A November 13 New York Post editorial argued that Democrats “have an obligation to demonstrate conclusively to America's enemies that they don't have allies on Capitol Hill,” but have “sent precisely the opposite signal” by indicating they will block John Bolton's nomination as U.S. ambassador to the United Nations. The editorial approvingly noted Sen. George Voinovich's (R-OH) “warning” that he could not “imagine a worse message to send to the terrorists and to other nations deciding whether to engage in [fighting terrorism] than to . . . replace” Bolton. The editorial then asserted that this was not an “idle warning,” citing recent statements by Iran, Venezuelan President Hugo Chavez, Al Qaeda in Iraq, and “former Gitmo [Guantánamo Bay] detainees [who] moved to bring criminal charges in Germany against top Bush administration officials.” The statements, the editorial argued, represented not only a “postelection pile-on against” President Bush, but “may also represent a genuine belief that the Democrats ... will go soft in the War on Terror.”

Similarly, on the November 11 edition of Fox News' The Beltway Boys, co-host and Weekly Standard executive editor Fred Barnes said that Democrats' efforts “to dump John Bolton [are] purely vindictive,” and that "[a]ny reasonable person, Republican or Democrat, who looks at the job he has done there [at the United Nations], would have to say he's done a fantastic job in promoting America's interests there." Barnes was belatedly responding to Beltway Boys co-host and Roll Call executive editor Morton M. Kondracke, who said that “the first sign that sweetness and light is not going to prevail was the Senate Democrats' decision not to ... confirm John Bolton,” who Kondracke claimed has “done a very good job.” Neither Barnes nor Kondracke mentioned that Bolton's confirmation is also opposed by Sen. Lincoln Chafee (R-RI), who recently lost his bid for re-election. Chafee sits on the Senate Foreign Relations Committee, and his opposition to Bolton's confirmation, along with the opposition of all of the committee's eight Democratic members, has prevented Bolton's nomination from gaining the support of a majority of the 18-member committee.

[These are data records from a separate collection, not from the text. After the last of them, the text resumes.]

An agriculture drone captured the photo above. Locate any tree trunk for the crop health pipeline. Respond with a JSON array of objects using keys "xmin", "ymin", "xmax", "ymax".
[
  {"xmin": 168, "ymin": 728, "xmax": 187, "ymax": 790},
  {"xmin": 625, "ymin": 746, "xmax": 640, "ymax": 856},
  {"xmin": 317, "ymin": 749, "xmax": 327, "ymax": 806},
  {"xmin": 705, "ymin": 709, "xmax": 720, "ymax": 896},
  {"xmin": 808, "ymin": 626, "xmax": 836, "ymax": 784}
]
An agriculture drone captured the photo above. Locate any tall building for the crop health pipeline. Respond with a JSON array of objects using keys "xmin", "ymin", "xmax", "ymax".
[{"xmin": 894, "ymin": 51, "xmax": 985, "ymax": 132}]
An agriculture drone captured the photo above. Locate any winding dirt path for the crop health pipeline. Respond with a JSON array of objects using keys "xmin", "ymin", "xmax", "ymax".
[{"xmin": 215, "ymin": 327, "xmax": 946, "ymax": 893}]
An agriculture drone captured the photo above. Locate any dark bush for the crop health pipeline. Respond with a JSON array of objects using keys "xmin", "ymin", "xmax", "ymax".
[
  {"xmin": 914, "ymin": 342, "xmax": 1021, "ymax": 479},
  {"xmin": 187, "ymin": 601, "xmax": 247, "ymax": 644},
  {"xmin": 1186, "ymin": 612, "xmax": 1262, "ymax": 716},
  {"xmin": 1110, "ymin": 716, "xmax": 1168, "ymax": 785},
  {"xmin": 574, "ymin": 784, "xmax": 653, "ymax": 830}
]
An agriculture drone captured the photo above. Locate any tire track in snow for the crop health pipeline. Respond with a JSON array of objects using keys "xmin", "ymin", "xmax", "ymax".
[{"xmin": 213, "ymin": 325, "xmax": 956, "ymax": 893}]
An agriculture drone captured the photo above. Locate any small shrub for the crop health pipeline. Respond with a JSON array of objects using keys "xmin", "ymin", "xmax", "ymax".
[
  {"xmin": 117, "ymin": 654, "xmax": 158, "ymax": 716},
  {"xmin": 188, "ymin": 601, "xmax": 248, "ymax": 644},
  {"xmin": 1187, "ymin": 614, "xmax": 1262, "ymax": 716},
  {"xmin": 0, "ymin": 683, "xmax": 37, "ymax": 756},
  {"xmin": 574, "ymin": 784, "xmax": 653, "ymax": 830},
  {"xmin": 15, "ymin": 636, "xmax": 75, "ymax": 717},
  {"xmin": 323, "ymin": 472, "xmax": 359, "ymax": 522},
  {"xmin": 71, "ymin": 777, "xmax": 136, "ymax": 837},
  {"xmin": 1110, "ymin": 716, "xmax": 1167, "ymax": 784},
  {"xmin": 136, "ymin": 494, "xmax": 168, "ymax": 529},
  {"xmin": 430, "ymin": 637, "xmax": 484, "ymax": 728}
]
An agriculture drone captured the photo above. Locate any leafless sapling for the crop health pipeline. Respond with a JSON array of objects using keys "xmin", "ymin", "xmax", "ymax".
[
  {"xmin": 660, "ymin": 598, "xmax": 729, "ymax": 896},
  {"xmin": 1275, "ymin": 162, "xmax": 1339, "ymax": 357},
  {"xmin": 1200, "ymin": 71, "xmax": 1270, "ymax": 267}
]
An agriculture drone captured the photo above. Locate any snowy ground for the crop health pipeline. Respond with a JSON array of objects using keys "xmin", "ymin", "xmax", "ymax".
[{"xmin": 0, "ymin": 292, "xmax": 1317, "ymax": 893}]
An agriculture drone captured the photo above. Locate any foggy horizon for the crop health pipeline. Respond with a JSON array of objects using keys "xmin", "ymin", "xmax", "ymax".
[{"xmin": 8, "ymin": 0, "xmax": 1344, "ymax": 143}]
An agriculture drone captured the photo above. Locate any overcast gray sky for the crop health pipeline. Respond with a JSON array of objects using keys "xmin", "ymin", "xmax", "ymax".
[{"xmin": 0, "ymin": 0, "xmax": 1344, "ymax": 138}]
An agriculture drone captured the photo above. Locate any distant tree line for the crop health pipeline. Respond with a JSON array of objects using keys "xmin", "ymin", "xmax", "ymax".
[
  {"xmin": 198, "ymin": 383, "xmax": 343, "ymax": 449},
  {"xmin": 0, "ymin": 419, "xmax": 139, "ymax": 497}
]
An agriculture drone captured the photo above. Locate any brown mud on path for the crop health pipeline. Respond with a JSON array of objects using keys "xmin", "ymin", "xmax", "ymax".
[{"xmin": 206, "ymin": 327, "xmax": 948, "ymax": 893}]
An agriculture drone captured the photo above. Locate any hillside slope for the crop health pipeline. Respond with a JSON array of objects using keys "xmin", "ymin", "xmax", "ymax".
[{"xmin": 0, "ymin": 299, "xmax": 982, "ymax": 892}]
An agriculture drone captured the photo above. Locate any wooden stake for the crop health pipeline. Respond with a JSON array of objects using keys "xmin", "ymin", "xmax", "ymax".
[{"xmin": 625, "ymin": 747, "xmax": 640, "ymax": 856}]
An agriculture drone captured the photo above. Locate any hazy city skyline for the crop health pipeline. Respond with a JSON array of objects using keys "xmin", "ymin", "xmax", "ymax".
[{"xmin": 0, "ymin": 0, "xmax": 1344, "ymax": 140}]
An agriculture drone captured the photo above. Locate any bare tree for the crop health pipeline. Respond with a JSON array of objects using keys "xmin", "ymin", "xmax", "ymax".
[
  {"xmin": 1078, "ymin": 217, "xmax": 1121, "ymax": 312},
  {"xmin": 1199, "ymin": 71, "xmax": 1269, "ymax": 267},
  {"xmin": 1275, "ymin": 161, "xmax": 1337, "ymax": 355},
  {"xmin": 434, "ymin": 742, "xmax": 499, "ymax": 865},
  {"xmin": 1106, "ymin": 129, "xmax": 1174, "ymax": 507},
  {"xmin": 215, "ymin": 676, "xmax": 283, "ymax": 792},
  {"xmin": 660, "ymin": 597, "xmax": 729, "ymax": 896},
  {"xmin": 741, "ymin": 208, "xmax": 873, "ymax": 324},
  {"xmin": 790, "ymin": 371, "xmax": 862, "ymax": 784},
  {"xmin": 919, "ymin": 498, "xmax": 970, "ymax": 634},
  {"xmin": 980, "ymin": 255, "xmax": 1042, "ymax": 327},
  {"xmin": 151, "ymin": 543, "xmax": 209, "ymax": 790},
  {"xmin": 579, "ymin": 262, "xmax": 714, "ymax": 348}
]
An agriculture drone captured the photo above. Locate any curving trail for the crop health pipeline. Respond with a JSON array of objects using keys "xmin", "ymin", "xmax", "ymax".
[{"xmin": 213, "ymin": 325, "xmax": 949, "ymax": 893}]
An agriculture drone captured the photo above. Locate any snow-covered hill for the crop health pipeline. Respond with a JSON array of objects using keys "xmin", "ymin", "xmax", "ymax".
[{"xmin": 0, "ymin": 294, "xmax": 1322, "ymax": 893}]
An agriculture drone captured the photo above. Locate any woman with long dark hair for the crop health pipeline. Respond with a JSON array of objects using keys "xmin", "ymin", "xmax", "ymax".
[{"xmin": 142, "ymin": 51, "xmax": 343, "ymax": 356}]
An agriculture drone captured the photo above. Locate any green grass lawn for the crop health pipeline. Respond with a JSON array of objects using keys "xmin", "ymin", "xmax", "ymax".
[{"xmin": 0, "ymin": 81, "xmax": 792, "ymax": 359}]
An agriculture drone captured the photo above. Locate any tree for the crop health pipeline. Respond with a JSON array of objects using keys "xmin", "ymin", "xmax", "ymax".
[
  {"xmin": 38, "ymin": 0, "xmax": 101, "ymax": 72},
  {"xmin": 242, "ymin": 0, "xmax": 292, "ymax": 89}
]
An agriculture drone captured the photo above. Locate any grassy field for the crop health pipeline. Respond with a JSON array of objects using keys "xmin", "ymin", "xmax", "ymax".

From the November 13 New York Post editorial titled “Are Dems Bolton Already?”:

Ohio GOP Sen. George Voinovich, who first opposed Bolton, has since switched sides, hailing his performance and warning that he “cannot imagine a worse message to send to the terrorists and to other nations deciding whether to engage in [fighting terrorism] than to . . . replace the person our president has entrusted to lead our nation at the United Nations.”

That's not an idle warning. Last week, Tehran called Tueday's [sic] elections a victory for Iran, Chavez called for Bush's execution, al Qaeda in Iraq said it wouldn't rest until it blew up the White House, and former Gitmo detainees moved to bring criminal charges in Germany against top Bush administration officials.

Much of this, of course, is little more than a postelection pile-on against a president seen as a powerless lame duck. But it may also represent a genuine belief that the Democrats, who campaigned against every aspect of Bush's foreign policy, will go soft in the War on Terror.

Democrats have an obligation to demonstrate conclusively to America's enemies that they don't have allies on Capitol Hill. By moving so swiftly to torpedo John Bolton, they've sent precisely the opposite signal.

From the November 11 edition of Fox News' The Beltway Boys:

KONDRACKE: Well, the first sign that sweetness and light is not going to prevail was the Senate Democrats' decision not to reconfirm -- or confirm John Bolton as the U.N. ambassador. He's done a very good job. I mean, he's basically been a negotiator. He hasn't been an ideologue, and he should have been -- he should have been retained.

But I think that what the Republicans and the Democrats are saying right now is what the country desperately wants: to get stuff done on entitlements and on health care reform and that sort of thing. I'm afraid that they're just so ideologically hidebound; for example, to have a deal on entitlements, you'd have -- the Republicans would have to agree to raise taxes and the Democrats would have to agree to --

[crosstalk]

BARNES: Private investment accounts.

KONDRACKE: -- means test, means test or something like that, and it's just not in the cards in the next two years.

BARNES: Look. Trying to dump John Bolton is purely vindictive. I mean, I think, -- I mean, any reasonable person, Republican or Democrat, who looks at the job he has done there, would have to say he's done a fantastic job in promoting America's interests there. And I hope President Bush gives him another recess appointment, which I think would be perfectly legal.